Maintenant, c’est une de ses connaissances, un gamin de 35 ans qui fait le travail.

Lors de sa venue, Franpa, Dédé et Francis sont bien sûr présents. Cette année, ils veulent faire éclaircir plusieurs pins. 

Ils ont remarqué que des pins qui étaient de très bons pins de pose quelques années plus tôt, se voient de plus en plus désertés par les bleues. Il y a maintenant trop de branches, trop d’aiguilles. Il faut donc nettoyer tout ça et le tout à vingt-cinq mètres de haut.

L’élagueur fait le nécessaire pour faire tomber de multiples branches et nos trois amis débitent et rangent tout ce qui tombe.

C’est fou comme les petites branches que l’on voit en haut des pins sont grandes et encombrantes quand elles sont au sol. Il y a vraiment du boulot.

Sur les coups des 11 h Franpa ressent un petit coup de fatigue. Prudent, il décide d’aller se reposer à la cabane. Il se prend un bon verre de menthe glaciale et se pose tranquillement. Quand tu sens un coup de mou, il est important de ne pas se mettre dans le rouge et un quart d’heure de repos est souvent très bénéfique.

Le fauteuil dans lequel il s’installe est un vestige hors d’âge qui n’existe que par l’existence de la cabane. 
Ses couleurs sont passées, le cuir est craquelé, il y a des trous, mais il est hors de question de le remplacer. Ça fait « chasse ».

Assis dans son fauteuil, Franpa regarde les cadres remplis de photos qui ornent le mur du fond.

Les souvenirs lui reviennent en mémoire. 

Il y a bien sûr des photos prises à la suite des tempêtes, ainsi que celles de la palombière sous la neige. Mais il y a surtout celles d’amis qui sont maintenant décédés. Il y a notamment Jeannot l’ancien propriétaire du bois qui sourit une poêle à la main et Michel en train de couper du bois. 

Michel son ami d’enfance qui était avec lui dès la construction de la première cabane. Michel son ami, parti trop tôt il y a dix ans. Franpa sent soudain un vent de nostalgie s’installer. 

Il n’est pas trop optimiste pour l’évolution de cette chasse qu’il aime tant. 

Les couloirs de migrations ont changé. Le passage n’est plus aussi régulier. L’axe de migration historique « Nord-Est/Sud-Ouest » s’est transformé en un Est/Ouest. Du coup on parle d’un passage « en travers ». Souvent, les chasseurs se demandent s’ils n’ont pas perdu leur Nord et leur Sud.
Avec Michel, ils avaient à peine 20 ans quand ils ont construit leur première cabane.

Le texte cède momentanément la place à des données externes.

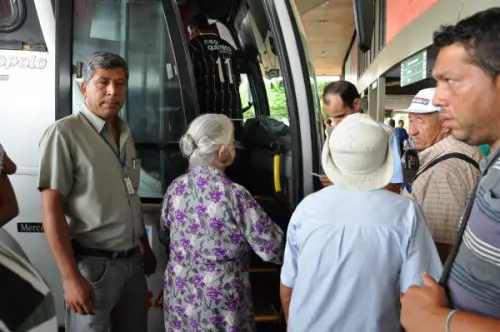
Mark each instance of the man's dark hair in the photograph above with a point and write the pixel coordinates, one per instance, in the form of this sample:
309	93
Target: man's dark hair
103	60
479	35
200	22
346	90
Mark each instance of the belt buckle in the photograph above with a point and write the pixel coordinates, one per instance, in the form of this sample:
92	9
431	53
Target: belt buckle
118	254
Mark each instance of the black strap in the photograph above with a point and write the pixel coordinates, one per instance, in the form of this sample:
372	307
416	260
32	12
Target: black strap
445	157
463	225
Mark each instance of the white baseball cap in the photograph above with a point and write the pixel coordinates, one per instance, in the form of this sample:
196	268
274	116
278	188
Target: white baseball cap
422	102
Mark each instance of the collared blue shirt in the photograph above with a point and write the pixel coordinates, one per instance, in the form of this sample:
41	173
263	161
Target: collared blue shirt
349	256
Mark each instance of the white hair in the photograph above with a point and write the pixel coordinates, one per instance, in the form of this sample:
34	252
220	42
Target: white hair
204	137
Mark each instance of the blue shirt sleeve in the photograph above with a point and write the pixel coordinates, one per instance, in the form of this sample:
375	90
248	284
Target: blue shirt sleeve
397	177
289	268
420	253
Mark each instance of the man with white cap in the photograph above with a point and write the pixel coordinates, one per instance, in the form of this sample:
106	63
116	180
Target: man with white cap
448	171
347	258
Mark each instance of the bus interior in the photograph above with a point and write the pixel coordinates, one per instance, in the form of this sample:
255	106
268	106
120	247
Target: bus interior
275	154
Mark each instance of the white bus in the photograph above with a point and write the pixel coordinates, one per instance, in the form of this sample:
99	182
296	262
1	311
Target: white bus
43	44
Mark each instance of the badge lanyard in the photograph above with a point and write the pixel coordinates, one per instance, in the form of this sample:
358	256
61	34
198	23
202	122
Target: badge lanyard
126	177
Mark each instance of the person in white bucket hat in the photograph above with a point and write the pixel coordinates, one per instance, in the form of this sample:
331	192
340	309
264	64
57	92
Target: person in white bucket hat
342	99
359	163
345	251
448	171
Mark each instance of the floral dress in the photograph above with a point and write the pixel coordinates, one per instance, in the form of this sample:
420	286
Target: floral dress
210	226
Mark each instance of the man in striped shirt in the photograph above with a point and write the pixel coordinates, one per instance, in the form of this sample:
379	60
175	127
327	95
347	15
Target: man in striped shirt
215	70
468	74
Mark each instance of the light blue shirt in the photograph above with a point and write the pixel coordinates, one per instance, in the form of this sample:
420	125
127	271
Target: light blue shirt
348	257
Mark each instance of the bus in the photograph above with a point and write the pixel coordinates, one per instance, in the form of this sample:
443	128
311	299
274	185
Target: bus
43	44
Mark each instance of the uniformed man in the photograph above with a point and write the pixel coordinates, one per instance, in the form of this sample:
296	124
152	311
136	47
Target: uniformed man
89	175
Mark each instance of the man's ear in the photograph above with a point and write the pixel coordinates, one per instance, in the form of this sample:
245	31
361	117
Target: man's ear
223	154
83	89
357	104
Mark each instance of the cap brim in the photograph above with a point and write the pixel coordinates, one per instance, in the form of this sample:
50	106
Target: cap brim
416	111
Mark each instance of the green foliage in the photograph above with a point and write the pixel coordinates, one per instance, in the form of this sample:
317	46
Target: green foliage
276	95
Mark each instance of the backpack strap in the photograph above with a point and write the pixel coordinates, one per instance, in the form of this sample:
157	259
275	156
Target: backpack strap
457	155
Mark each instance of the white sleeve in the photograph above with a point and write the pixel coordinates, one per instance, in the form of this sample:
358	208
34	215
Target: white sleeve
2	152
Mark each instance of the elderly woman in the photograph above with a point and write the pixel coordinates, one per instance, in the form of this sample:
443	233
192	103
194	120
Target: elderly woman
210	224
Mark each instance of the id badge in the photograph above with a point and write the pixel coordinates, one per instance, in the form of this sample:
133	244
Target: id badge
130	187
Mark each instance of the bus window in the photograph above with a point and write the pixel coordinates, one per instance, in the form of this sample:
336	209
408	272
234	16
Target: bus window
19	27
155	107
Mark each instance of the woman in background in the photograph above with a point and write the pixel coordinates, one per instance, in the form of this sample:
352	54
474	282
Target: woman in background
210	226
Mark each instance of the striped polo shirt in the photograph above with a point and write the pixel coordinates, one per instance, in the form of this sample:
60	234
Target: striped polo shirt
474	283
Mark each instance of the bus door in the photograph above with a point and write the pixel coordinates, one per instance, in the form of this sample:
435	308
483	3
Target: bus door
149	36
281	138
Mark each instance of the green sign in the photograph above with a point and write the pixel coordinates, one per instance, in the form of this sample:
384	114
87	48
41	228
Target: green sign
414	69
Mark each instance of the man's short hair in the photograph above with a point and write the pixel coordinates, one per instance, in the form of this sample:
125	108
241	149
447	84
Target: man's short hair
345	89
103	60
200	22
479	35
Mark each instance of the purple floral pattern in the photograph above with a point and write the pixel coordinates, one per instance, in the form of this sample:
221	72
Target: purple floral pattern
210	225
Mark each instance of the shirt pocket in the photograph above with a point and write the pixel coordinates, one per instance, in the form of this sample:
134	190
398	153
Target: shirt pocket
134	171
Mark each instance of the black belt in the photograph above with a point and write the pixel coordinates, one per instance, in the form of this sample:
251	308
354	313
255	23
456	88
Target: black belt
84	251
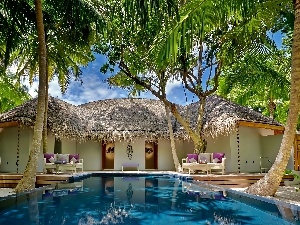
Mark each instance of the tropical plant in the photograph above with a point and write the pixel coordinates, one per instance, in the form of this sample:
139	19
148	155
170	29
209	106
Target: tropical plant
29	176
260	81
269	184
188	50
12	93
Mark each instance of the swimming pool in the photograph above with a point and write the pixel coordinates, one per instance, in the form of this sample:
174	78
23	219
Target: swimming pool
135	200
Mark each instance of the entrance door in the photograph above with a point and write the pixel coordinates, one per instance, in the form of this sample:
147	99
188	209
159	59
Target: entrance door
297	152
108	155
151	155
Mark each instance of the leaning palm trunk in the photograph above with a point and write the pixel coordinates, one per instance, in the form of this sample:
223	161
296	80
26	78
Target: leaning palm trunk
45	130
173	147
29	176
269	184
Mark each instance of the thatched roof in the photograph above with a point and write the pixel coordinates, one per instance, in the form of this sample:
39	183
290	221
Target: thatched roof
127	119
221	117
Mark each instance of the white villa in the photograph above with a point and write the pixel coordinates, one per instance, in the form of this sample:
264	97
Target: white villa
109	133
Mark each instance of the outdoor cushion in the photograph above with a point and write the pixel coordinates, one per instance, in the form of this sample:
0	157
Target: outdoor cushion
60	162
50	157
219	156
62	157
204	157
192	158
74	158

Maintenant, les jeunes sont de moins en moins nombreux à faire la même chose. Ils font sûrement partie de l’avant-dernière génération de passionnés. C’est triste mais il n’y a pas grand-chose à faire.

Parfois, la maladie bleue qui l’a contaminé se transforme en maladie blues.

La société change.

Dernièrement, en Chine, le professeur Song Bifeng vient de finir la conception de pigeons bioniques qui reproduisent en vol près de 90 % des mouvements d’un vrai pigeon. De plus, son aspect « physique » est déjà pratiquement parfait. Bien sûr, il est très confiant pour augmenter de façon significative ce pourcentage.

Actuellement, ces pigeons sont destinés aux forces de sécurité gouvernementale. Munis de caméras, ils peuvent facilement surveiller la population. Mais comme tout va très vite on n’est pas loin d’imaginer leur arrivée comme appelants. 

Il faut s’adapter à toutes les transformations de notre monde dit « moderne », mais faut-il s’accommoder sur tout ??
C’est un peu comme pour les photos. Actuellement, avec les nouveaux téléphones on en prend beaucoup et on les stocke dans leurs mémoires. Résultat, on ne les regarde plus. Du coup, sur le mur de la cabane, il n’y a aucune qui a moins de 8 ans.

Le progrès c’est essentiel, mais ce n’est pas si bien que cela pour beaucoup de choses.